The range of venous drugs is extensive. However, the effectiveness of many substances has yet to be objectively proven, or the agents contain active ingredients but in far too small quantities. Preparations from the pharmacy are dosed high enough.

Only a few active ingredients have received good marks in large-scale studies. The extract of:

  • Horse chestnut seed (look for the word “aescin” on the package)
  • Japanese cord tree (look for the word “troxerutin” on the package)
  • red vine leaves (look for the word “flavonoids” on the pack)
  • Butcher’s Broom Rootstock (look for the word “Ruscogenine” on the package)

 

Compression stockings for venous insufficiency

Swollen ankles and aching legs are the first signs of venous insufficiency, progressing over time in many sufferers. Then the water accumulation becomes more pronounced and no longer subsides at night. Brown spots characterize the skin’s appearance; in some places, there are hardened white skin areas. Compression treatment must be started at this point at the latest to prevent an open leg.

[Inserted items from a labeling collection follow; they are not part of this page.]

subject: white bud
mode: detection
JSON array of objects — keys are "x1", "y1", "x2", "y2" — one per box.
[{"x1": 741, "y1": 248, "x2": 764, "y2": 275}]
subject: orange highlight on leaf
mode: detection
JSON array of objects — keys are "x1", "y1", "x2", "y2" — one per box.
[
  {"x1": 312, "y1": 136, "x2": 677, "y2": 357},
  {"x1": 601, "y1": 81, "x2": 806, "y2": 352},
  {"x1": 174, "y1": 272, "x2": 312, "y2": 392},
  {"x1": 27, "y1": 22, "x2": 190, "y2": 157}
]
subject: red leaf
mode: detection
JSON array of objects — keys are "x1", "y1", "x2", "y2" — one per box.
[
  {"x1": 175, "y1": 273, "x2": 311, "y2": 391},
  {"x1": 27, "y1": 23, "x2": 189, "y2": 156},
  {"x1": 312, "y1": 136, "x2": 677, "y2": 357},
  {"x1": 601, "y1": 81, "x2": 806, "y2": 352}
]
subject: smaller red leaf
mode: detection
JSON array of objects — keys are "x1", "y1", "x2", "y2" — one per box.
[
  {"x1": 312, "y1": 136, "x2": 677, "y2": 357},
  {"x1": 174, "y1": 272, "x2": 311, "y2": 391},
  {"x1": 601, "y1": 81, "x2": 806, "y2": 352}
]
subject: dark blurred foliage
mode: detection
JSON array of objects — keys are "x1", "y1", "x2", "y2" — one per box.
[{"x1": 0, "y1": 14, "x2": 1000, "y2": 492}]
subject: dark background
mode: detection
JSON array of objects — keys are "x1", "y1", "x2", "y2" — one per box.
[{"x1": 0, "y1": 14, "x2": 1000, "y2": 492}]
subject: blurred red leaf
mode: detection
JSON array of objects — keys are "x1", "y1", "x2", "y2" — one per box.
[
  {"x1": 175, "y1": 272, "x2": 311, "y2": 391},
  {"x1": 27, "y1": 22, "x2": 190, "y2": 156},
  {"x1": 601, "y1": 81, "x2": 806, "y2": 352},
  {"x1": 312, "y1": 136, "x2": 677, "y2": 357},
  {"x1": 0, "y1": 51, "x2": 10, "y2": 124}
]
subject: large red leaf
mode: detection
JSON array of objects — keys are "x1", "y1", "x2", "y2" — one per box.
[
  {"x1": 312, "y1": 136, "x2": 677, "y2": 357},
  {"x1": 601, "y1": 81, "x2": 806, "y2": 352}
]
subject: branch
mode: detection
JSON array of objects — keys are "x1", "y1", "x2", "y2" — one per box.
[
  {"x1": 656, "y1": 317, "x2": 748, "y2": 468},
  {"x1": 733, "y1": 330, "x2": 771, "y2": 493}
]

With the pressure from the outside, the cross-section of the vein is reduced, and the flow rate of the venous blood is increased as a result. At the same time, the compression stocking serves as an abutment for the muscle pumps. With this support, the stretched veins also bring the blood back to the heart. Compression stockings or tights are prescribed by the doctor and made to fit perfectly in the pharmacy – in the morning when the legs are not yet swollen.

Admittedly, wearing a compression stocking daily requires stamina and is highly annoying, especially in summer. But In many cases, it is necessary to prevent further consequential damage.

By the way, The best treatment results are achieved when compression therapy is combined with one of the herbal medicines already mentioned.